HCI Scientific Experiments Notes

Lecture Goals

Explain the fundamental reasons for conducting experiments in HCI.
Define a hypothesis and its critical role in experimental design.
Describe the process of operationalizing a hypothesis to make it testable.
Understand and differentiate various research methods used in HCI.
Define independent and dependent variables, and explain how they are used to establish cause-and-effect relationships.
Explain confounding variables and how to control them in experiments.
Differentiate between-group and within-group designs, outlining their advantages and disadvantages.

Readings

Chapter 4 ("Scientific Foundations"): Sections 4.1 to 4.8, focusing on the principles of scientific research relevant to HCI.
Chapter 5 ("Designing HCI Experiments"): Sections 5.1 to 5.14, covering the specifics of designing and conducting HCI experiments.

HCI Design Process and Research

The HCI design process involves:
- Identifying needs through user research and analysis.
- Ideation to generate potential design solutions.
- Prototyping to create tangible versions of the design.
- Evaluation to assess the design's usability and user experience.
- Implementation to finalize and deploy the design.
Research is crucial in this process to inform design decisions and validate outcomes.

What is Research?

Research is the systematic investigation or experimentation aimed at the discovery and interpretation of facts.
It also includes the revision of accepted theories or laws in light of new facts, ensuring continuous improvement and innovation.

Conceptual vs. Empirical Research

Conceptual Research

Focuses on theoretical exploration and development of concepts and ideas, providing a foundation for practical applications.
Deals with abstract and hypothetical concepts, often involving literature reviews, theoretical models, and philosophical arguments.
Aims to generate new knowledge or refine existing theories, contributing to the understanding of underlying principles.
Does not involve direct observation or collection of empirical data, relying instead on logical reasoning and theoretical frameworks.
Provides a theoretical foundation for empirical research, guiding the formulation of hypotheses and research questions.

Empirical Research

Focuses on gathering empirical evidence and testing hypotheses through direct observation and measurement.
Deals with real-world observations and data, using experiments, surveys, and other data collection methods.
Aims to test hypotheses, validate theories, or solve practical problems by collecting and analyzing empirical data.
Involves direct observation, data collection, and analysis of empirical data, using statistical and qualitative techniques.
Builds upon conceptual frameworks by testing and validating them, providing evidence-based insights and conclusions.

Why Conduct Research?

Scientists aim to understand cause and effect relationships to explain phenomena and predict outcomes.
Example: When metal is heated, it expands due to increased molecular motion.
To make predictions based on established cause-and-effect relationships.
Example: The metal in a bridge needs space to expand in hot weather to prevent structural damage.

Why Conduct HCI Research?

To test usability and user experience of interactive systems and interfaces.
Examples:
- Keyboard 1 allows faster input than keyboard 2, improving user efficiency.
- Users make fewer errors using interface X than Y, enhancing user accuracy.
- 70% of older adults can use mobile app XX without instructions, demonstrating ease of use.
Evaluation in HCI has three primary goals:
1. Identify specific problems or errors in the design that hinder usability.
2. Assess the usability and accessibility of the design, ensuring it meets user needs and preferences.
3. Assess users' experience with the design, including satisfaction, enjoyment, and perceived value.

Usability vs.

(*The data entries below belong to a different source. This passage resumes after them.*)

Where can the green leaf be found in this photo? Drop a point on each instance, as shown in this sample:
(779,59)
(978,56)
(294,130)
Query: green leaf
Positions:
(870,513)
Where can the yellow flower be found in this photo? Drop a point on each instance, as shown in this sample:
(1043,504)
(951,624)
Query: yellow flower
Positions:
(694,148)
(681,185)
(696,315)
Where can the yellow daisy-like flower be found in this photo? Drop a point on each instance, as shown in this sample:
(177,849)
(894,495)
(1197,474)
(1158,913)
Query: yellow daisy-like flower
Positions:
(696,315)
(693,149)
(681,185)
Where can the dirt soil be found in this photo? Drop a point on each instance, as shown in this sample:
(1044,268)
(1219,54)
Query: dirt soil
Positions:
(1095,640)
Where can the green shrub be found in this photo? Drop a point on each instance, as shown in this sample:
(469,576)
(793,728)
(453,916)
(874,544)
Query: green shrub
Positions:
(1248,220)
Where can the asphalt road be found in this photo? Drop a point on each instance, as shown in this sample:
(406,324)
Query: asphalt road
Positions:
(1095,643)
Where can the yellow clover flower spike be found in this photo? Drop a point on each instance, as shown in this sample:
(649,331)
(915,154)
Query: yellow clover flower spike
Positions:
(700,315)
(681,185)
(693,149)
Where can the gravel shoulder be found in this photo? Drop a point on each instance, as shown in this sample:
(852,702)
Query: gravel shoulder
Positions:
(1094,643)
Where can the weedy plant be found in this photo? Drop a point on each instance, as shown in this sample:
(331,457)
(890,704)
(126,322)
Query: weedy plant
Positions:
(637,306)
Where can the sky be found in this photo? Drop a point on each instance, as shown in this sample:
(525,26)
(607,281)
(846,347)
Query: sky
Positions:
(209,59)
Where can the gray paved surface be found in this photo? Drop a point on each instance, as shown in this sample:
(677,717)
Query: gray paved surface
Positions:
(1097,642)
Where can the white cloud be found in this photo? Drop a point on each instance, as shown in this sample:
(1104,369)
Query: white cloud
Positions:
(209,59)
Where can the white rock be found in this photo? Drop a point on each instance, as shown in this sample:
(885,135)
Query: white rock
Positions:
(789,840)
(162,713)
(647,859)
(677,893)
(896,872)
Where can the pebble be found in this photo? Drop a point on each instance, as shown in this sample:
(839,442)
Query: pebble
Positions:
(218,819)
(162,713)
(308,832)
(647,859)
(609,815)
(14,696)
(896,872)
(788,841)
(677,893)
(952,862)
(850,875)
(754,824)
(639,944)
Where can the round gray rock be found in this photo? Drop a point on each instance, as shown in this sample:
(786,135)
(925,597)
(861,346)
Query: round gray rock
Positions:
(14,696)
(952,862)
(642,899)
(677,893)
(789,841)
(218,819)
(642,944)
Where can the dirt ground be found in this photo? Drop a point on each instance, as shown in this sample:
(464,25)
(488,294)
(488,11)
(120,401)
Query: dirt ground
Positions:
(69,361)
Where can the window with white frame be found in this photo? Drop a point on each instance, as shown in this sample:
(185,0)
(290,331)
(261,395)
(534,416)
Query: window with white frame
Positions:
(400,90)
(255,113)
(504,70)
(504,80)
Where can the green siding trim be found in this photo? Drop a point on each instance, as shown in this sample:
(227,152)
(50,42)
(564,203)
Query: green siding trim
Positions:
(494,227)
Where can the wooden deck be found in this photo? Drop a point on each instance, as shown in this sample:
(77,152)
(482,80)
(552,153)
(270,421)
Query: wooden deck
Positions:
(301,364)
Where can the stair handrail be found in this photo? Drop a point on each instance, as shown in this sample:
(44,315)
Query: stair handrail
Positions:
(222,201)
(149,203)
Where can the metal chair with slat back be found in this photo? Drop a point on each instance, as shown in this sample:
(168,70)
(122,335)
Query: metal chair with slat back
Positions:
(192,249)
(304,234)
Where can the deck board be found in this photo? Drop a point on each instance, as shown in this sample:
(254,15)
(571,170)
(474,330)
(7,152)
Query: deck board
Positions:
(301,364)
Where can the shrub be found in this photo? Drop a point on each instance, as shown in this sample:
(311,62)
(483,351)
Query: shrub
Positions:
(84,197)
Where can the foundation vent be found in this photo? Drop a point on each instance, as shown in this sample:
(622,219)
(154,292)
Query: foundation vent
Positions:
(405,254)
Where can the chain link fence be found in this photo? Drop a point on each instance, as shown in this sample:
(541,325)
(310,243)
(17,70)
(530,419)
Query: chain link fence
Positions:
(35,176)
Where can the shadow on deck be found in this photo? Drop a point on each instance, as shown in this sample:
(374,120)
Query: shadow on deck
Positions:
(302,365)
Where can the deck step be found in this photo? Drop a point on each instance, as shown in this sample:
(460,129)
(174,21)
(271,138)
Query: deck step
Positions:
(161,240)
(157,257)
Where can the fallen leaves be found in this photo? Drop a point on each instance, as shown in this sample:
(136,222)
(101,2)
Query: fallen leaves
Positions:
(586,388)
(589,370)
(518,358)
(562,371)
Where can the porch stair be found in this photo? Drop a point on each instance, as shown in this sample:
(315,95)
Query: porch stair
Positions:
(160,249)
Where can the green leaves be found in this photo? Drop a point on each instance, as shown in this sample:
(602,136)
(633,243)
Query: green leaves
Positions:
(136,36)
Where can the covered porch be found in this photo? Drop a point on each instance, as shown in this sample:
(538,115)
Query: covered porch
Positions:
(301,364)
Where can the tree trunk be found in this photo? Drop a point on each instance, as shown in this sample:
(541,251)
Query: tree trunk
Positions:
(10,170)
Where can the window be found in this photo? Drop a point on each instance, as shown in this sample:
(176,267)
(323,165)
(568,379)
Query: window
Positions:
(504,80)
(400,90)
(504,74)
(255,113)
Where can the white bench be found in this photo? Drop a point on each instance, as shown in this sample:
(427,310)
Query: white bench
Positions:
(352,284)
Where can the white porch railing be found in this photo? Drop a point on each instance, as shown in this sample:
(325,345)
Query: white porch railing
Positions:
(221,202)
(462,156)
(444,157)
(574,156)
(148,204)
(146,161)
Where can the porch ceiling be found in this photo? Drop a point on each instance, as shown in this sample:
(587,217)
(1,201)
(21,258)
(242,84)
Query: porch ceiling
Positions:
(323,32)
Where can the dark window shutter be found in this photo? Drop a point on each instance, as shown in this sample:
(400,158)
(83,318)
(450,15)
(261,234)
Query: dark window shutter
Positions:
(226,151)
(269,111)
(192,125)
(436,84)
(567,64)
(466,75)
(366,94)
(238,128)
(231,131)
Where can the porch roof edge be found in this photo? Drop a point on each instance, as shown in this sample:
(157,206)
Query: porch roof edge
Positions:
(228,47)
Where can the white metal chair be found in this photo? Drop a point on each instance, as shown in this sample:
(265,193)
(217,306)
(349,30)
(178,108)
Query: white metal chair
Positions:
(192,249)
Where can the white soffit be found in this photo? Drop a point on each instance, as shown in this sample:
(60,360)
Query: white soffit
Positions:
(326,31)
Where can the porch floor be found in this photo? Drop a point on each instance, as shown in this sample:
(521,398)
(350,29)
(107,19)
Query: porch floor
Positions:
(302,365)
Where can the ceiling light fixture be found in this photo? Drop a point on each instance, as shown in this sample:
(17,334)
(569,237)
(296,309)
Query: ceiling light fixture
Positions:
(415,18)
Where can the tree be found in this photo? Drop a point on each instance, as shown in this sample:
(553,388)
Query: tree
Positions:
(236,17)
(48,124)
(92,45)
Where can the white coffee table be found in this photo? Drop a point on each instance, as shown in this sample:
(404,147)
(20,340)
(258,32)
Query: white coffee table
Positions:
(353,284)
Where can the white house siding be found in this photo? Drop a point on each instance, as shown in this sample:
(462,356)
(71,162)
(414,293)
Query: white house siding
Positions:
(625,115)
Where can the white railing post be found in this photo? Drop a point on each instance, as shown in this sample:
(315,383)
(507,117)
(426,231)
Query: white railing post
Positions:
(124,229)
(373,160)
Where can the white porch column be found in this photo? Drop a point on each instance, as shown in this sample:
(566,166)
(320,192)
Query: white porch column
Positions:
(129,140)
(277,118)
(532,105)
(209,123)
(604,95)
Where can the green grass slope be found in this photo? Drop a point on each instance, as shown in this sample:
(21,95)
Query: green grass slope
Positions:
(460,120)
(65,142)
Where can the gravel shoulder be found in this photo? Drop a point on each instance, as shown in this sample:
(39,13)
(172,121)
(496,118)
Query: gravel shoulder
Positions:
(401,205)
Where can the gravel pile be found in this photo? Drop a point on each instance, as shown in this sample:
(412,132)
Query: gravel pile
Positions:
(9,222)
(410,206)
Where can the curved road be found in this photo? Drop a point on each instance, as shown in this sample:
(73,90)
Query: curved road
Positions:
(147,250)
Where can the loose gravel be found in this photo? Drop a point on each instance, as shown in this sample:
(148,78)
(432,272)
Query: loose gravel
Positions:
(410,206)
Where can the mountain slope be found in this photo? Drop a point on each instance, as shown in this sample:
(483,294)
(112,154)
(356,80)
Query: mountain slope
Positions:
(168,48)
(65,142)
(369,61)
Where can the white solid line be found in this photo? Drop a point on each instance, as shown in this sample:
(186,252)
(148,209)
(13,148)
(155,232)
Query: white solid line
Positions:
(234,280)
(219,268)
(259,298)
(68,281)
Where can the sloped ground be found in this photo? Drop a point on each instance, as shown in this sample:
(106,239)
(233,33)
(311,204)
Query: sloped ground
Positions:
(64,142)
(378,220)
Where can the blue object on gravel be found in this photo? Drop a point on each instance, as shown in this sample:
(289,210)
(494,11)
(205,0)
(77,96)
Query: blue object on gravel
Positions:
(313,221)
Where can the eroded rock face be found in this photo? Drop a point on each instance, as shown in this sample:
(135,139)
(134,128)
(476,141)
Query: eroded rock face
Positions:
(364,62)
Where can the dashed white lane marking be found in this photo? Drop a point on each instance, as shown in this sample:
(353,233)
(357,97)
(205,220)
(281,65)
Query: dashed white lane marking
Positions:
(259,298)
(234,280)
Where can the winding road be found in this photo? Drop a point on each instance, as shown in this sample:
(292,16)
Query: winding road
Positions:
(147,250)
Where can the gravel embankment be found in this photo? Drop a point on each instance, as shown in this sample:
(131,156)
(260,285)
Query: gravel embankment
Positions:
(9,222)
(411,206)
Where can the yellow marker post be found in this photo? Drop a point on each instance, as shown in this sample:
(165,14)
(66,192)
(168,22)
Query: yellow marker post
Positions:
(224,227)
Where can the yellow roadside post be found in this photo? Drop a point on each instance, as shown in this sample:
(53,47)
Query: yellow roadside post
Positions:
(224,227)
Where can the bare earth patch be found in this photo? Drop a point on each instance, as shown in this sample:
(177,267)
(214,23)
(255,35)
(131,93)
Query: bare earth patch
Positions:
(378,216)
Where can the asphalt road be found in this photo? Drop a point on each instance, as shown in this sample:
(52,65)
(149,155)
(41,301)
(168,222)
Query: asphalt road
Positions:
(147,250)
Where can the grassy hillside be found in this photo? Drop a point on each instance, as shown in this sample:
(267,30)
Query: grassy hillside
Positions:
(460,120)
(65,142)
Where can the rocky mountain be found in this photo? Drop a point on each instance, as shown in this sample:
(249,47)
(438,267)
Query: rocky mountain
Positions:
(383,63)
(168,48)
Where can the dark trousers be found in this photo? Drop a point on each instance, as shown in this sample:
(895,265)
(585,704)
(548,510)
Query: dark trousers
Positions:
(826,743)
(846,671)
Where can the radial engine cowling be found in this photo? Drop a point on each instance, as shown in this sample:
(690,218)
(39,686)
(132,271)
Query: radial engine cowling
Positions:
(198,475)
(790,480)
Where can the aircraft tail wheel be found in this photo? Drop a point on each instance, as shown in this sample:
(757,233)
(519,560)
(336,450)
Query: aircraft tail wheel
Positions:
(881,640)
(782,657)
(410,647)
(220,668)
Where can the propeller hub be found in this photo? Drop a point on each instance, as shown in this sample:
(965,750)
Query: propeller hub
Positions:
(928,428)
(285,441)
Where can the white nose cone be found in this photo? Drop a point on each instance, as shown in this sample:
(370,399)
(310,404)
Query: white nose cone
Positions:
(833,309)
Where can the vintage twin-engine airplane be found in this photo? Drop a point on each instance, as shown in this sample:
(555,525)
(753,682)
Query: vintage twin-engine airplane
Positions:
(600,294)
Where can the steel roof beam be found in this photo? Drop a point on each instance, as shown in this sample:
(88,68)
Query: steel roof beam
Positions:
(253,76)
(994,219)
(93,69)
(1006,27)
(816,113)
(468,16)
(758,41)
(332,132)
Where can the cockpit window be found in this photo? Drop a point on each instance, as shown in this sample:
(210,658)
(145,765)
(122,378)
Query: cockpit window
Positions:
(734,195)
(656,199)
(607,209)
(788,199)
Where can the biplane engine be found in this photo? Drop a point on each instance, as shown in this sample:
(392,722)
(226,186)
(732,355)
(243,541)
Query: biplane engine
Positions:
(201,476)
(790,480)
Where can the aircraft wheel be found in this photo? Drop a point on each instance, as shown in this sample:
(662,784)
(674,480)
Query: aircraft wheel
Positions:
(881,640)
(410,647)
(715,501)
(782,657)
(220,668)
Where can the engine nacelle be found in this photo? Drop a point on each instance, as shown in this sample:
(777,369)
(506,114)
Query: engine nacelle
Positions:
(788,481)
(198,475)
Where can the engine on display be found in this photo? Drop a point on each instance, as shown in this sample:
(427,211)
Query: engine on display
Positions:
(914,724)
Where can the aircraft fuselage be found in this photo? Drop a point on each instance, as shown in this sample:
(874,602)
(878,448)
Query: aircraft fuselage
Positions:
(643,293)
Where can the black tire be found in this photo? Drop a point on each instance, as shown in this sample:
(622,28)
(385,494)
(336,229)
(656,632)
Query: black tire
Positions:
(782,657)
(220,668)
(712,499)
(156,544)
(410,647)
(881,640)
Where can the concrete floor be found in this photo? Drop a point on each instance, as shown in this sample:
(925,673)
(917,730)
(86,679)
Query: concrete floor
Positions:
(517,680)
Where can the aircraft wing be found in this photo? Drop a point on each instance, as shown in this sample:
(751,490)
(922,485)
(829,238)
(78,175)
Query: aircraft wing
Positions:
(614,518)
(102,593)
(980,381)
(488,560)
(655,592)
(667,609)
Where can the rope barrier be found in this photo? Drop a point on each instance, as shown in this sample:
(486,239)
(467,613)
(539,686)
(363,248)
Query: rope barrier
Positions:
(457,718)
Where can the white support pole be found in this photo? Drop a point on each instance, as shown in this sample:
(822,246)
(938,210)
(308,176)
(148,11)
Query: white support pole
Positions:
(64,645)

User Experience (UX)

Usability: Focuses on the effectiveness, efficiency, learnability, memorability, and error prevention of a design.
User Experience (UX): Encompasses the overall satisfaction, enjoyment, pleasure, fun, and perceived value a user derives from interacting with a system.

Research Requirements

Reproducible (rigorous method): The research method must be clearly documented and replicable by other researchers.
Peer-reviewed and published (detailed report): The research findings must be reviewed by experts and published in reputable journals or conferences.
Builds on previous scientific evidence (references & citations): The research must be grounded in existing literature and properly cite relevant sources.

Research Methods

Observational methods to study user behavior in natural settings.
Experimental methods to manipulate variables and establish cause-and-effect relationships.
Correlational methods to examine relationships between variables without inferring causation.

Controlled Experiments

Controlled experiments are more reliable because they can isolate cause and effect through manipulation and control of variables.
Knowing cause and effect allows informed design decisions based on empirical evidence.
Mere observation is unreliable due to potential biases and confounding factors that can distort the results.
Participants may rate a system easy to use for various reasons, not necessarily its usability, such as prior experience or personal preferences.

Comparative Evaluation

Including a baseline condition serves as a check on the methodology and facilitates the comparison of results between user studies.
Example: Comparing Method B to Method A, and including a baseline condition C (FIGURE 4.10) to provide a reference point.

Cause & Effect: Examples

Ice Cream Sales vs. Shark Attacks: A classic example of correlation without causation.
Age of Miss America vs. Murders by steam, hot vapors, and hot objects: Another spurious correlation.
Number of people who drowned by falling into a pool vs. Films Nicolas Cage appeared in: A humorous illustration of unrelated variables.

The Common Theme

These are examples that highlight the difference between correlation and causation, emphasizing the importance of critical thinking.

Correlation vs. Causation

Just because two variables are correlated does not mean that one causes the other; correlation does not imply causation.
Example: Storks and Birth Rates
- A study showed a statistically significant correlation between stork populations and human birth rates across Europe (p = 0.008), but this does not mean storks bring babies.
- Possible explanations:
  1. Children cause storks (e.g., crying babies attract storks), which is unlikely.
  2. Storks cause children (mythical explanation), which is not scientifically valid.
  3. A third unknown aspect causes both (e.g., a village environment is more friendly to storks and families that desire children), indicating a confounding variable.

Experiment in a Nutshell

Experiment: Does exam room temperature affect students' test scores?
- Independent Variable (IV): Temperature (Manipulated; x-axis), the factor being changed.
- Dependent Variable (DV): Test scores (Measured; y-axis), the outcome being measured.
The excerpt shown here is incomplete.